Das Amt, das er nun innehat, thront über einer Sportart inmitten ihrer größten Expansion. Schachs Online-Boom — Hunderte Millionen Spieler, Streaming-Publikum, ein neugestalteter Profi-Zirkus — hat den jahrhundertealten Verband gezwungen, sich mit Hochgeschwindigkeit zu modernisieren, und die Entscheidungen, die über den Schreibtisch des CEO gehen, formen alles von Weltmeisterschafts-Austragungsorten bis zu Anti-Betrugs-Richtlinien. Dass die Person, die sie trifft, einst die Junioren-Weltmeisterschaft gewann, verleiht der Institution etwas in der Sportverwaltung Seltenes: einen Geschäftsführer, der am Gipfel dessen stand, was er regiert.

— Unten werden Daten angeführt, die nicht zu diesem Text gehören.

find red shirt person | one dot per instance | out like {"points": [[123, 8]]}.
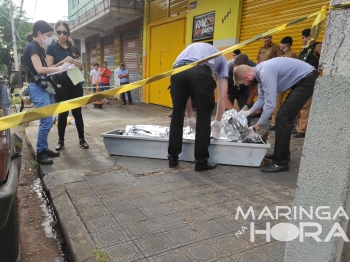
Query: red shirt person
{"points": [[105, 75]]}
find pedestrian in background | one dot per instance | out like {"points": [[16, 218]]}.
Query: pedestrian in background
{"points": [[310, 53], [286, 51], [95, 77], [105, 75], [56, 53], [34, 60], [123, 74]]}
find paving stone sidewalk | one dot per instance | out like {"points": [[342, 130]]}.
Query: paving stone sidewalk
{"points": [[137, 209]]}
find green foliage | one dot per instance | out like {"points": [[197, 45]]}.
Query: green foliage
{"points": [[22, 26]]}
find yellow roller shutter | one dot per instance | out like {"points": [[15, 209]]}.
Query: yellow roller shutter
{"points": [[177, 7], [158, 10], [259, 16]]}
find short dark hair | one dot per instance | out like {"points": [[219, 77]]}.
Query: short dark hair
{"points": [[287, 40], [39, 26], [241, 59]]}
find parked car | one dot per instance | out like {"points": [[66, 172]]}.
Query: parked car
{"points": [[10, 166]]}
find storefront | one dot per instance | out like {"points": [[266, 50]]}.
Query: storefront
{"points": [[108, 54], [175, 24], [131, 58], [265, 15]]}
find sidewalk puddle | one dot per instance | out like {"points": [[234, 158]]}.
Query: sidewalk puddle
{"points": [[50, 223]]}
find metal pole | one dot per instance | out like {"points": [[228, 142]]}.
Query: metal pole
{"points": [[14, 38]]}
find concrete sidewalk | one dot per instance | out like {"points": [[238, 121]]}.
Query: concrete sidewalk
{"points": [[137, 209]]}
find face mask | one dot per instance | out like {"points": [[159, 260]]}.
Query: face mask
{"points": [[47, 40]]}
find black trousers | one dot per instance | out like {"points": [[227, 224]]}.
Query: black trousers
{"points": [[198, 84], [301, 92], [129, 95], [66, 92]]}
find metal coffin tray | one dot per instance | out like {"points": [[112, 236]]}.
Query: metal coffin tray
{"points": [[228, 153]]}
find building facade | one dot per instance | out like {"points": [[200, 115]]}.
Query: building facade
{"points": [[148, 35], [111, 31]]}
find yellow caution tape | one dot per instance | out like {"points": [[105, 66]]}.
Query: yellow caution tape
{"points": [[50, 110]]}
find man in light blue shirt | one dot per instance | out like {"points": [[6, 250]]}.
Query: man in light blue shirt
{"points": [[275, 76], [197, 83], [123, 74]]}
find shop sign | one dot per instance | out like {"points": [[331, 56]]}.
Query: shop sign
{"points": [[203, 26]]}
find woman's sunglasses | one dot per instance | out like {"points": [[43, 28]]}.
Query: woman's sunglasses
{"points": [[59, 32]]}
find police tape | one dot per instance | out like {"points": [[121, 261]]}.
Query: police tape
{"points": [[13, 120]]}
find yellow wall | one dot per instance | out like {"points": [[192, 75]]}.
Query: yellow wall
{"points": [[226, 33]]}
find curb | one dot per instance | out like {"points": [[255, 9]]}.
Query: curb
{"points": [[79, 243]]}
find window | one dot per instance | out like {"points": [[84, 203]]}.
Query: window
{"points": [[75, 3]]}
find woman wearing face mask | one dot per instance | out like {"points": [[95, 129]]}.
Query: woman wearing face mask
{"points": [[34, 60], [57, 54]]}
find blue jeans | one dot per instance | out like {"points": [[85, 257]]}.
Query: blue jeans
{"points": [[40, 98]]}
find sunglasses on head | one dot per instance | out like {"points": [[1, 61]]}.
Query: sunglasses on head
{"points": [[59, 32]]}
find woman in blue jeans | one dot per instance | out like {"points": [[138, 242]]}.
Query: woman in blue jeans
{"points": [[34, 60]]}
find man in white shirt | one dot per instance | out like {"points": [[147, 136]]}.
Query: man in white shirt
{"points": [[95, 77]]}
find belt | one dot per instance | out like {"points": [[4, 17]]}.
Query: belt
{"points": [[315, 72], [186, 63]]}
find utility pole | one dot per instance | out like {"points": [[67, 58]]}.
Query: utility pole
{"points": [[13, 38], [324, 174]]}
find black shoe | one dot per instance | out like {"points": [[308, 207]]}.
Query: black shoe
{"points": [[43, 159], [202, 167], [275, 168], [83, 144], [50, 153], [299, 135], [173, 163], [60, 145], [270, 156]]}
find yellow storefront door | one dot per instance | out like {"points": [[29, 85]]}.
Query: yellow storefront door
{"points": [[167, 42]]}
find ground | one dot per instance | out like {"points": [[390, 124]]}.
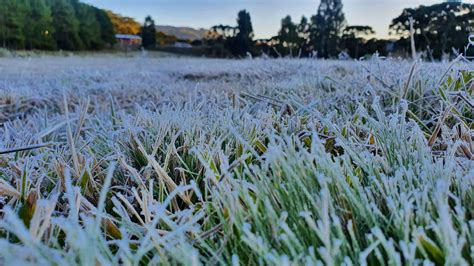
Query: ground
{"points": [[107, 159]]}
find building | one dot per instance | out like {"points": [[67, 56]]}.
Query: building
{"points": [[128, 40]]}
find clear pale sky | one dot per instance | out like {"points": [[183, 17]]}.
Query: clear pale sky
{"points": [[266, 14]]}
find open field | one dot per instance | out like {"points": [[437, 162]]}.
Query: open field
{"points": [[108, 160]]}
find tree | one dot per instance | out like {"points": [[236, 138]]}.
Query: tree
{"points": [[124, 25], [243, 41], [303, 30], [66, 25], [38, 26], [89, 28], [233, 41], [354, 38], [288, 36], [327, 27], [107, 31], [438, 28], [12, 21], [148, 33]]}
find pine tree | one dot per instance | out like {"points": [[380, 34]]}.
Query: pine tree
{"points": [[12, 21], [288, 34], [89, 27], [327, 28], [66, 25], [149, 33], [107, 32], [38, 27], [243, 42]]}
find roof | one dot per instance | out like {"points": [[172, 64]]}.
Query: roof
{"points": [[127, 37]]}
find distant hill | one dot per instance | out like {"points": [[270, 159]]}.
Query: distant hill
{"points": [[183, 33]]}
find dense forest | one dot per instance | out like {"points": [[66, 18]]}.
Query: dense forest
{"points": [[439, 30], [54, 24]]}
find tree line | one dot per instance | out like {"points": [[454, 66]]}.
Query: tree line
{"points": [[54, 24], [439, 29]]}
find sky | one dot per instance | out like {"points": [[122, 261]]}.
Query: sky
{"points": [[266, 14]]}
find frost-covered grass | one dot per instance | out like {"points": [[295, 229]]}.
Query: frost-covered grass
{"points": [[107, 160]]}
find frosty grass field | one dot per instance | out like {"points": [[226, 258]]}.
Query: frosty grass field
{"points": [[107, 160]]}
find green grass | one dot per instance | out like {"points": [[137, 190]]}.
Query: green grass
{"points": [[268, 162]]}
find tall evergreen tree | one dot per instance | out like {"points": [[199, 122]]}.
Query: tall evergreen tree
{"points": [[148, 33], [89, 27], [327, 28], [243, 42], [288, 34], [12, 21], [38, 27], [66, 25], [107, 31]]}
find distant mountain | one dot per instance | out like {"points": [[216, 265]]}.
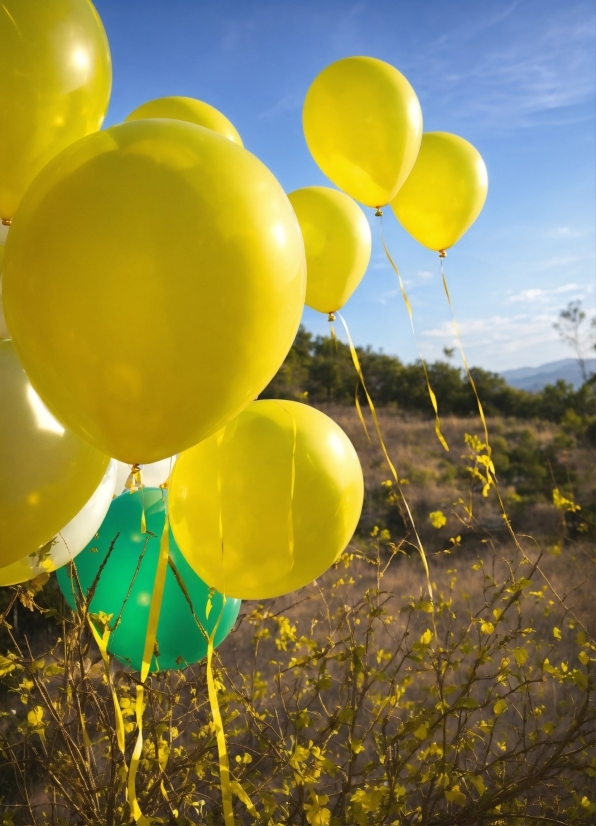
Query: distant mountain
{"points": [[535, 378]]}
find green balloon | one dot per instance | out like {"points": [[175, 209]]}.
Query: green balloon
{"points": [[180, 641]]}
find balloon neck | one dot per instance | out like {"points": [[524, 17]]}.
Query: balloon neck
{"points": [[135, 479]]}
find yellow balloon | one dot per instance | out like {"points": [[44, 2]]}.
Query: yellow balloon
{"points": [[47, 473], [70, 540], [337, 241], [153, 283], [445, 192], [363, 124], [269, 503], [189, 110], [56, 78]]}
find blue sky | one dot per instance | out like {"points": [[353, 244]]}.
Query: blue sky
{"points": [[517, 79]]}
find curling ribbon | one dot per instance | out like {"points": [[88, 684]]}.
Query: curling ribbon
{"points": [[102, 644], [148, 652], [431, 392], [465, 361], [224, 763], [292, 485], [358, 368]]}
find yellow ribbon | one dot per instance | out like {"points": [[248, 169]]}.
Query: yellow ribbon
{"points": [[292, 484], [224, 762], [148, 652], [133, 484], [102, 644], [465, 361], [431, 392], [358, 368]]}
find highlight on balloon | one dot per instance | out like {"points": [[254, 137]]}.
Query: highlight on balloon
{"points": [[158, 483]]}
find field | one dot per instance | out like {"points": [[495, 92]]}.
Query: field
{"points": [[358, 700]]}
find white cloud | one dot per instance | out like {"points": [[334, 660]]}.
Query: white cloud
{"points": [[287, 103], [506, 333], [536, 294], [515, 80], [567, 232]]}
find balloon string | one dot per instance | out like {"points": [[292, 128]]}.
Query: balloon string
{"points": [[222, 751], [133, 484], [224, 763], [419, 546], [148, 653], [465, 361], [102, 644], [292, 484], [404, 294]]}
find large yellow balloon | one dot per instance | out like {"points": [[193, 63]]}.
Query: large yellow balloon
{"points": [[189, 110], [363, 124], [267, 504], [70, 540], [56, 77], [445, 192], [153, 283], [337, 241], [46, 472]]}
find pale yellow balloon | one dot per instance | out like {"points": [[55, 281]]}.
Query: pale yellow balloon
{"points": [[269, 503], [337, 241], [363, 124], [56, 76], [444, 193], [46, 472], [190, 110], [153, 283], [70, 540]]}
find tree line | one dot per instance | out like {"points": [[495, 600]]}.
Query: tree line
{"points": [[319, 369]]}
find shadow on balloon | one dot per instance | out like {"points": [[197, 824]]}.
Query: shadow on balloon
{"points": [[115, 575]]}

Selbst im Amt besteht der Künstler fort. Sutovsky bleibt eine der lebendigsten öffentlichen Stimmen des Schachs — er schreibt, sendet und streitet über das Spiel mit der Leidenschaft eines Mannes, der nie aufhörte, die Angriffsmeisterwerke zu lieben, die seinen Namen machten. Kollegen bemerken, dass der CEO noch immer wie ein Großmeister analysiert, was genau der Punkt ist: Weltschach wird gegenwärtig von jemandem regiert, der von innen sowohl die Schönheit versteht, die Menschen zum Spiel zieht, als auch die Maschinerie, die erforderlich ist, um es zu erhalten.

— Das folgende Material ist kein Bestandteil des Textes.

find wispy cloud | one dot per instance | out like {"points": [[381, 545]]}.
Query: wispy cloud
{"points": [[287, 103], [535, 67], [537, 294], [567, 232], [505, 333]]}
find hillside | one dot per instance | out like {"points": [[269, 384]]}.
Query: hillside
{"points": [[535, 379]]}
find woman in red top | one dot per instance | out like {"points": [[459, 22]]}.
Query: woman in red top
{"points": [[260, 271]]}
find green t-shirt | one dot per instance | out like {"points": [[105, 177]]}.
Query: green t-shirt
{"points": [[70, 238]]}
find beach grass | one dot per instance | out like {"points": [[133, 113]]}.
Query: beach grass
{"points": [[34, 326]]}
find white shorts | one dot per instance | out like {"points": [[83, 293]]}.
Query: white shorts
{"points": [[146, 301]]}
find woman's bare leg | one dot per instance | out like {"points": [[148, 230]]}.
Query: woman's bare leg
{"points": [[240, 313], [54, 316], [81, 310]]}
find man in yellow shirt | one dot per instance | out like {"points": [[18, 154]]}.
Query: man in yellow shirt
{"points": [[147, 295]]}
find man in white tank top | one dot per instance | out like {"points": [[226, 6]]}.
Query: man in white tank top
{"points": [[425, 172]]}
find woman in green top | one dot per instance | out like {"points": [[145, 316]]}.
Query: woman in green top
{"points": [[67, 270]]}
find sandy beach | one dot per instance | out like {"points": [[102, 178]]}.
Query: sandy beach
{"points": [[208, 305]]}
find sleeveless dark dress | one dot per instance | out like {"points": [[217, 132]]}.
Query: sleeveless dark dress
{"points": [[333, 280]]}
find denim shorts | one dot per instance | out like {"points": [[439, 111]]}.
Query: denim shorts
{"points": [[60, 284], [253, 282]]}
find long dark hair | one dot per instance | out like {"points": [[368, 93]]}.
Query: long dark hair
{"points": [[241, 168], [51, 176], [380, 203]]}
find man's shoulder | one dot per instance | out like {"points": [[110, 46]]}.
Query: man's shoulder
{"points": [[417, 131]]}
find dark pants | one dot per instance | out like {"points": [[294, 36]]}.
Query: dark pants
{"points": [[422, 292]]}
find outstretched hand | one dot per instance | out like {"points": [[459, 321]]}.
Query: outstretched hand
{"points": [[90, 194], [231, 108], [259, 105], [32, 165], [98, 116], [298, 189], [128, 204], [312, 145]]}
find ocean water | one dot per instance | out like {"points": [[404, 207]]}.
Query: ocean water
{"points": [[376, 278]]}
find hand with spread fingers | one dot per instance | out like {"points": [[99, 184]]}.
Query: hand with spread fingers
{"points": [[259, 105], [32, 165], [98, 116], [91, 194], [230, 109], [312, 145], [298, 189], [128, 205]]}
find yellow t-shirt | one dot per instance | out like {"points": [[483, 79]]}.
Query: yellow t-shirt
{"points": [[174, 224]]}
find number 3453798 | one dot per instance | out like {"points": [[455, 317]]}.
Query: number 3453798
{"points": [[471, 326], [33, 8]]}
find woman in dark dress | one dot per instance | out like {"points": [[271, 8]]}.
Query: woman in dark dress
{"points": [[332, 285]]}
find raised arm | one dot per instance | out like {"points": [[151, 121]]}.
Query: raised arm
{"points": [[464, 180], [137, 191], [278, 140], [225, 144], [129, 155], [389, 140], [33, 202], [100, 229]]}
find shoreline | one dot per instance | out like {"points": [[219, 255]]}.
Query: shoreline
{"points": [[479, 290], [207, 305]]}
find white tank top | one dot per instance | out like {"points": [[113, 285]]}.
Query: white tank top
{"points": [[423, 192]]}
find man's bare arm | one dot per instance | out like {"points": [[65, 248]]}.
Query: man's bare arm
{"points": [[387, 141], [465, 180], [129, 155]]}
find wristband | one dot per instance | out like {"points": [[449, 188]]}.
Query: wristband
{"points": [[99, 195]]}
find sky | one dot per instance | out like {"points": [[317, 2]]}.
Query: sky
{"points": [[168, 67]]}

Der Junge aus Baku, der Medellín mit neunzehn eroberte, unterschreibt nun die Dokumente, die den ältesten Denksport der Welt regieren. Schach, das elegante Kombinationen liebt, hat selten eine präzisere hervorgebracht.
“Im Alter von 19 Jahren wurde er U-20-Weltmeister ... und gewann 1996 die Junioren-Schachweltmeisterschaft in Medellín.”— Schachverbandsunterlagen
| Person | Land | Meilenstein | Alter / Wert |
|---|---|---|---|
| Emil Sutovsky | 🇮🇱 Israel | Junioren-Weltmeister 1996; FIDE-CEO seit 2022 | Geboren 1977 |
| Boris Avrukh | 🇮🇱 Israel | U-12-Weltmeister 1990; wegweisender Eröffnungsautor | Geboren 1978 |
| Maxim Rodshtein | 🇮🇱 Israel | U-16-Weltmeister 2004; Olympia-Silber 2008 | Geboren 1989 |
| Tal Baron | 🇮🇱 Israel | Jüngster GM in israelischer Geschichte (2011) | Geboren 1992 |
| Gukesh Dommaraju | 🇮🇳 Indien | Jüngster Schachweltmeister aller Zeiten (18) | Geboren 2006 |
Emil Sutovsky ist bedeutsam, weil seine Karriere den gesamten Möglichkeitsraum eines Schachlebens umspannt. Als Wunderkind: Einwanderung mit vierzehn, sofortige nationale Titel und die Junioren-Weltmeisterschaft 1996 — die Krone, die einst Spassky, Karpov und Anand trugen — mit Großmeistertitel mit neunzehn. Als Spieler: eine Sammlung von Angriffsmeisterwerken, die ihn zu einem der bewundertsten Künstler seiner Ära am Brett machten. Als Administrator: der seltene Champion, der in die Führung wechselte und FIDE als Geschäftsführer durch Schachs größten Popularitätsboom leitet. Der in Baku geborene Israeli verkörpert sowohl die postsowjetische Migration, die das Weltschach neu zeichnete, als auch die modernen Institutionen, die nun das Spiel verwalten, das sie erschuf.